Moving The Rocks

Author
Jack Kornfield
319 words, 4K views, 0 comments

A writer I know began his practice with a well-known teacher many years ago. The writer didn't know much about meditation, but after some preliminary instruction he decided that enlightenment was for him. He went off to a hut in the mountains of Vermont and brought his few books on meditation and enough food for six months. He figured six months would perhaps give him a taste of enlightenment. As he began his retreat he enjoyed the forest and the solitude, but in just a few days he began to feel crazy because as he sat all day in meditation his mind would not stop. Not only did it think, plan, and remember constantly, but worse, it kept singing songs.

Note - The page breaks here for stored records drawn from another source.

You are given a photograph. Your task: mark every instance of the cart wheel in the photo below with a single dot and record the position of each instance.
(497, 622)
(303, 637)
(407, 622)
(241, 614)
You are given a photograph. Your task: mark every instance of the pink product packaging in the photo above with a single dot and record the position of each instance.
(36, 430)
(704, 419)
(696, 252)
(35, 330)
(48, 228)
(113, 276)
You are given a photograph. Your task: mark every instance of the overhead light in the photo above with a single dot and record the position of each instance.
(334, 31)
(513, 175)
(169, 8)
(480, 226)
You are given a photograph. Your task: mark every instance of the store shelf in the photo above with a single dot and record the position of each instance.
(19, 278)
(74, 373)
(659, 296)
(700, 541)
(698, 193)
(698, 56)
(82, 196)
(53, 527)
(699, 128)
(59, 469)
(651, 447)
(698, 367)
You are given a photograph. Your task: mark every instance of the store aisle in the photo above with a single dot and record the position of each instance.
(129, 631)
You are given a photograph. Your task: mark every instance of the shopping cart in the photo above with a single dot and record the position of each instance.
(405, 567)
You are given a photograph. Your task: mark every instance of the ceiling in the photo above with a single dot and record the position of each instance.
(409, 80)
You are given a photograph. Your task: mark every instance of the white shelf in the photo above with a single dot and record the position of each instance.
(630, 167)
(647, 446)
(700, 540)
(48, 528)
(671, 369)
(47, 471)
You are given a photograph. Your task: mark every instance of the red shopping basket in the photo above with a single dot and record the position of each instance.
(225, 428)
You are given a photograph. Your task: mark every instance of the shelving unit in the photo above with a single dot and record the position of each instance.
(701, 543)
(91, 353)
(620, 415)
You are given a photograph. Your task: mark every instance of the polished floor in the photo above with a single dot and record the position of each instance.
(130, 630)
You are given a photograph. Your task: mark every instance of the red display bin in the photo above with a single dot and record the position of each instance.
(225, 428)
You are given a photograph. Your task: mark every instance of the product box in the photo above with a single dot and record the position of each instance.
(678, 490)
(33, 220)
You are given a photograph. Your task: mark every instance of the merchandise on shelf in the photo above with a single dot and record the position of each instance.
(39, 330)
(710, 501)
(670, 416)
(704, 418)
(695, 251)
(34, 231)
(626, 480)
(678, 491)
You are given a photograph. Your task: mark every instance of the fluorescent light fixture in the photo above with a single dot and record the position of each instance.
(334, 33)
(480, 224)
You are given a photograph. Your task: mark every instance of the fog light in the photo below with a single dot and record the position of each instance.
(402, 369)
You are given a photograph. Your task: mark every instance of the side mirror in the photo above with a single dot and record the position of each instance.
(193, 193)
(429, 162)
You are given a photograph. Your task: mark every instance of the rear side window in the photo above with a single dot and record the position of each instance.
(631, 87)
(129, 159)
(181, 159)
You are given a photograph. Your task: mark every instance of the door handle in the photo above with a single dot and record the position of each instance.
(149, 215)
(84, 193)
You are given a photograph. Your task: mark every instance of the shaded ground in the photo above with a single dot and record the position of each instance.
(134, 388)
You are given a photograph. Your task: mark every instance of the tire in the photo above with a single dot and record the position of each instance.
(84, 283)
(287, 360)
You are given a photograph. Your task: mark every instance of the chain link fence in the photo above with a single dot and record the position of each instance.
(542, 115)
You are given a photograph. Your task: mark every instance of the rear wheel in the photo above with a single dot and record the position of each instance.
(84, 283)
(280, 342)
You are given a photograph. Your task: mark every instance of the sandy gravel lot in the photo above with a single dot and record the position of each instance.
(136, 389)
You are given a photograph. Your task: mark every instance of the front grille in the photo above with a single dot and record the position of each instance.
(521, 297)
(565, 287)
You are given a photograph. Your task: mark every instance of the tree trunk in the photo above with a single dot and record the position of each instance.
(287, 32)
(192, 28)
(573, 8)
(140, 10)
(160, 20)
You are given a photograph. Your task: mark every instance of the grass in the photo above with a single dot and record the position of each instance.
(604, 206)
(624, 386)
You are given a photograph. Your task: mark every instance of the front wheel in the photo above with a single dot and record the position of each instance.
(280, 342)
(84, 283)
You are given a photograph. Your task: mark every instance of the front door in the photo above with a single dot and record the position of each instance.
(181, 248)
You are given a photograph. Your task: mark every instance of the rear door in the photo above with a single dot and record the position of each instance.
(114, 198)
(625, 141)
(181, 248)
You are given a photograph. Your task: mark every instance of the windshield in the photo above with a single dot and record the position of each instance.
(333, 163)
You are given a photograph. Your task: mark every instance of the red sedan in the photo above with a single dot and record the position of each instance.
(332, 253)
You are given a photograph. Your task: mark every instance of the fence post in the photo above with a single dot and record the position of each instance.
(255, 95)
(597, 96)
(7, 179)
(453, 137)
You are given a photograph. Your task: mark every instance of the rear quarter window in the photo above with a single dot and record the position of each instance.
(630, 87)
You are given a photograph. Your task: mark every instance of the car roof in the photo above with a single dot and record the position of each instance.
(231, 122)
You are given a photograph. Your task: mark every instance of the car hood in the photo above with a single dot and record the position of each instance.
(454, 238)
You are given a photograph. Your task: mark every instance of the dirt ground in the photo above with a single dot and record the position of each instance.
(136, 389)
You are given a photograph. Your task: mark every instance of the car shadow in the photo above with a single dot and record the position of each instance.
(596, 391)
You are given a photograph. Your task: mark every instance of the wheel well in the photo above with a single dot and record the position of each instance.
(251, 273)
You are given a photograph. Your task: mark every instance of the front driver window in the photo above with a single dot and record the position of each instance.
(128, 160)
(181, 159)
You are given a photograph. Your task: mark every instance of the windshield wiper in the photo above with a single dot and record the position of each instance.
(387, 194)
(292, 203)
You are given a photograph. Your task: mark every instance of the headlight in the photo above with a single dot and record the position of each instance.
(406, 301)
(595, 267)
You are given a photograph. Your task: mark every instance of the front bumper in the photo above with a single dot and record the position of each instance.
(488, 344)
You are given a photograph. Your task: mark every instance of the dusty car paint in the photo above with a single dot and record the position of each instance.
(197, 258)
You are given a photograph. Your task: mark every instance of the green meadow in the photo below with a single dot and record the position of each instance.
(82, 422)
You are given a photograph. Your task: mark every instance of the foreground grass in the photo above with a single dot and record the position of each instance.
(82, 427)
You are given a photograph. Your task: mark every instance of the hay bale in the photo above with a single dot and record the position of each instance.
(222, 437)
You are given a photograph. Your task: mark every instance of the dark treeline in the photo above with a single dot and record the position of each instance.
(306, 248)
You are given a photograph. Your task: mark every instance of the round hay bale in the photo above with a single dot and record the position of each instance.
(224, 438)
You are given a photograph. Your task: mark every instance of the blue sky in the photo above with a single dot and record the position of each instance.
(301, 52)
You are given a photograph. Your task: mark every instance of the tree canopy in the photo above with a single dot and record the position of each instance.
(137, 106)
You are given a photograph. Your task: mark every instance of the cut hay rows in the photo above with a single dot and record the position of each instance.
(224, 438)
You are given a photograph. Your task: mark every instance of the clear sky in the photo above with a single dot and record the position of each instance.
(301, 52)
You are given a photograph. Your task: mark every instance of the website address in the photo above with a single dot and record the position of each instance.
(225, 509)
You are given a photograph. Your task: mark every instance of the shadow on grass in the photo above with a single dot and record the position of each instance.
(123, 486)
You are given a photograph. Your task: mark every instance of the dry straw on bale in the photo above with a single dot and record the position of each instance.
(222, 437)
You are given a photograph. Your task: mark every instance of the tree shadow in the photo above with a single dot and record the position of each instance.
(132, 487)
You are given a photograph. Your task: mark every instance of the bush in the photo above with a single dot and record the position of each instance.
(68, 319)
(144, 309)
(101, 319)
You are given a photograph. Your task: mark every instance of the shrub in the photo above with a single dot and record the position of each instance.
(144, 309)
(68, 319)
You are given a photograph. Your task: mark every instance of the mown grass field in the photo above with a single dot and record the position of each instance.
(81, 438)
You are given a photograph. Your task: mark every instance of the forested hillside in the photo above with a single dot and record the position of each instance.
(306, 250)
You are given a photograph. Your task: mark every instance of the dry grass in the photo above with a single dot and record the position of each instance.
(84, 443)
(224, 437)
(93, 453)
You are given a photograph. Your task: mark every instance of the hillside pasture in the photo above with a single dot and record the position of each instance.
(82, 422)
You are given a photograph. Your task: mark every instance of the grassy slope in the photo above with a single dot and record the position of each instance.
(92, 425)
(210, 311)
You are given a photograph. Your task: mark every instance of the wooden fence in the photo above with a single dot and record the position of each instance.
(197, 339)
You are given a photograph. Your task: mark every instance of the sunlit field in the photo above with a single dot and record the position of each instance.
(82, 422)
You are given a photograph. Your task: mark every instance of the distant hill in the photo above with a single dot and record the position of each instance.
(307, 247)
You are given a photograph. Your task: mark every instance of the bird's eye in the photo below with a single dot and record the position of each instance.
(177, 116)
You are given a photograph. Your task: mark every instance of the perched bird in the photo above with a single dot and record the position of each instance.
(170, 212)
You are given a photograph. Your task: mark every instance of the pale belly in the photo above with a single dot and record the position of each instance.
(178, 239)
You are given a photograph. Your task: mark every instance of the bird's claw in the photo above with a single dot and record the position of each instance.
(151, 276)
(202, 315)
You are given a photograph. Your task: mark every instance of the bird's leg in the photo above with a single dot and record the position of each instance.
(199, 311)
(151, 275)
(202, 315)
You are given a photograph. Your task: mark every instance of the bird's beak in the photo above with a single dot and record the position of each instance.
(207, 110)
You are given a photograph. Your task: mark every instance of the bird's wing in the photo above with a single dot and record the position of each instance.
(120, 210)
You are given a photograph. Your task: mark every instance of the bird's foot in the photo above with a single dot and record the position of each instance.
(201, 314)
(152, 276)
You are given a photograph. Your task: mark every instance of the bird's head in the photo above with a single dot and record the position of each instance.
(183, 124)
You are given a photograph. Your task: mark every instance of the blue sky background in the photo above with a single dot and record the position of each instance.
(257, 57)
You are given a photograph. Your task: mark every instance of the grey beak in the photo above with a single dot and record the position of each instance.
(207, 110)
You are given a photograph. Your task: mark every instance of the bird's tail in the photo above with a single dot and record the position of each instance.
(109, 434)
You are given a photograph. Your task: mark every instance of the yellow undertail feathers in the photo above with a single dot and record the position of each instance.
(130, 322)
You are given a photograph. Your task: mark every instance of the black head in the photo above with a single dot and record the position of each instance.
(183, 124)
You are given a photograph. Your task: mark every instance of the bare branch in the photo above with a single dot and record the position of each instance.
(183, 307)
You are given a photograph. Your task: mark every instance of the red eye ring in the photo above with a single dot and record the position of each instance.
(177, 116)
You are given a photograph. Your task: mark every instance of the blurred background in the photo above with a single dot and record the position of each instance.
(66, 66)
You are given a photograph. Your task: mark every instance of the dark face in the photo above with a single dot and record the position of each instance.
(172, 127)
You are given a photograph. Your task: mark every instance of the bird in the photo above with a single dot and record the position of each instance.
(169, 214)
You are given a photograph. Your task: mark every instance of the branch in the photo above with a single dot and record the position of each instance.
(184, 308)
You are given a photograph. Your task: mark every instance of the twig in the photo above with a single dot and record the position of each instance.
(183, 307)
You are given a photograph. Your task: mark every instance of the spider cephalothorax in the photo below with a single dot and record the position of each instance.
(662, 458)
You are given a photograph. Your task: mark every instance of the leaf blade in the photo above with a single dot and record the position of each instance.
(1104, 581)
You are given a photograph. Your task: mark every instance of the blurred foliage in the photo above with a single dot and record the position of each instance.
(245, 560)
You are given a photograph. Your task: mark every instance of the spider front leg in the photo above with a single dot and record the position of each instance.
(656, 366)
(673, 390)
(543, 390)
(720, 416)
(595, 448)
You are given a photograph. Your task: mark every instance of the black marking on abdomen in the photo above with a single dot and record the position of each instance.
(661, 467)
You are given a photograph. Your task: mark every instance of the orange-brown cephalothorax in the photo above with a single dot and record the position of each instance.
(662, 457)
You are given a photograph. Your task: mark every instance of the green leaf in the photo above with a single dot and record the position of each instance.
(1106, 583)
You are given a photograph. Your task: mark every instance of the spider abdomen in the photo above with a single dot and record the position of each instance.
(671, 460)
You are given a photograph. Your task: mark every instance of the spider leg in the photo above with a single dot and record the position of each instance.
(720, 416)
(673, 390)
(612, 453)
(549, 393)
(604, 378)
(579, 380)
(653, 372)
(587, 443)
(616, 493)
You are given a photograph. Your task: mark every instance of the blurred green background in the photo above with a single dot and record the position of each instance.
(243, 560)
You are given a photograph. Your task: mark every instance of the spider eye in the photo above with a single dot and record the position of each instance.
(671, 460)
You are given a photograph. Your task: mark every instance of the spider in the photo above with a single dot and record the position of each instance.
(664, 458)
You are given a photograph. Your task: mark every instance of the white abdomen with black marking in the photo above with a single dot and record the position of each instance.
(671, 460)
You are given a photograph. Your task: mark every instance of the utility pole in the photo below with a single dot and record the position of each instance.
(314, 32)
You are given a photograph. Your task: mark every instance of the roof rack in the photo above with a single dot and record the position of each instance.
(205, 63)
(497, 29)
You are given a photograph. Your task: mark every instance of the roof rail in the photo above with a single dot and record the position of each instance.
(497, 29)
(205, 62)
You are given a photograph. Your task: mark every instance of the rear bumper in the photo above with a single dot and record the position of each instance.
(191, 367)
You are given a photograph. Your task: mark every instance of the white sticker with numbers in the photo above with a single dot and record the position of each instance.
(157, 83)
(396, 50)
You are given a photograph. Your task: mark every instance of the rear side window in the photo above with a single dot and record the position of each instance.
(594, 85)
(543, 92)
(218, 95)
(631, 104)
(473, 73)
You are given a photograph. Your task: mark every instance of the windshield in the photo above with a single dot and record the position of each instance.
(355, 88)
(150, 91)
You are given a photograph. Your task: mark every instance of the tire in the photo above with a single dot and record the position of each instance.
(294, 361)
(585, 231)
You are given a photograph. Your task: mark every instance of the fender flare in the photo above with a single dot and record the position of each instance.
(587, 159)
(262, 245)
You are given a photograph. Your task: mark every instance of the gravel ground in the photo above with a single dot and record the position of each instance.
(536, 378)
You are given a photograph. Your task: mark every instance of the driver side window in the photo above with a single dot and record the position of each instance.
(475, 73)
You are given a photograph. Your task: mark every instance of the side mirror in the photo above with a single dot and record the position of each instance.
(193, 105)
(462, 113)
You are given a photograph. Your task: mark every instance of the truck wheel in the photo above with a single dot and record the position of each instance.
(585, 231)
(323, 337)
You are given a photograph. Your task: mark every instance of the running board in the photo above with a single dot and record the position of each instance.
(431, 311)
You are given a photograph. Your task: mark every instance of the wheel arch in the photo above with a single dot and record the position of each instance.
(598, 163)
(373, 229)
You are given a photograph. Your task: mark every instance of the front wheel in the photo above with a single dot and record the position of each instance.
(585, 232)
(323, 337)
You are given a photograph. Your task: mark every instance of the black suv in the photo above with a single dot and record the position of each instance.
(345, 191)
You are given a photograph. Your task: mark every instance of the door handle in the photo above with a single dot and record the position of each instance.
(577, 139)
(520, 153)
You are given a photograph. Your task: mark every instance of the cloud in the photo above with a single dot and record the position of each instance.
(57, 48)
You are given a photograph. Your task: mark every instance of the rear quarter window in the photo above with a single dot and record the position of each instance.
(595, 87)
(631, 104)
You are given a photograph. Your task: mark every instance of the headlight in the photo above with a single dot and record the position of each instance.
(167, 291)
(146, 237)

This man had chosen a beautiful spot for his "enlightenment." The hut was right on the edge of bubbling stream. The sound of the stream seemed nice on the first day, but after a while it changed. Every time he sat down and closed his eyes, he would hear the noise of the stream and immediately in tune with it, his mind would begin to play marching-band songs like "Stars and Stripes Forever" and "The Star-Spangled Banner." At one point the sounds in the stream got so bad he actually stopped meditating, walked down to stream and started moving the rocks around to see if he could get it to play a different tune.

What we do in our own lives is often not different. When difficulties arise, we project our frustration onto them as if it were the rain, the children, the world outside that was the source of our discomforts. We imagine that we can change the world and then be happy. But it is not by moving the rocks that we find happiness and awakening, but by transforming our relationship to them.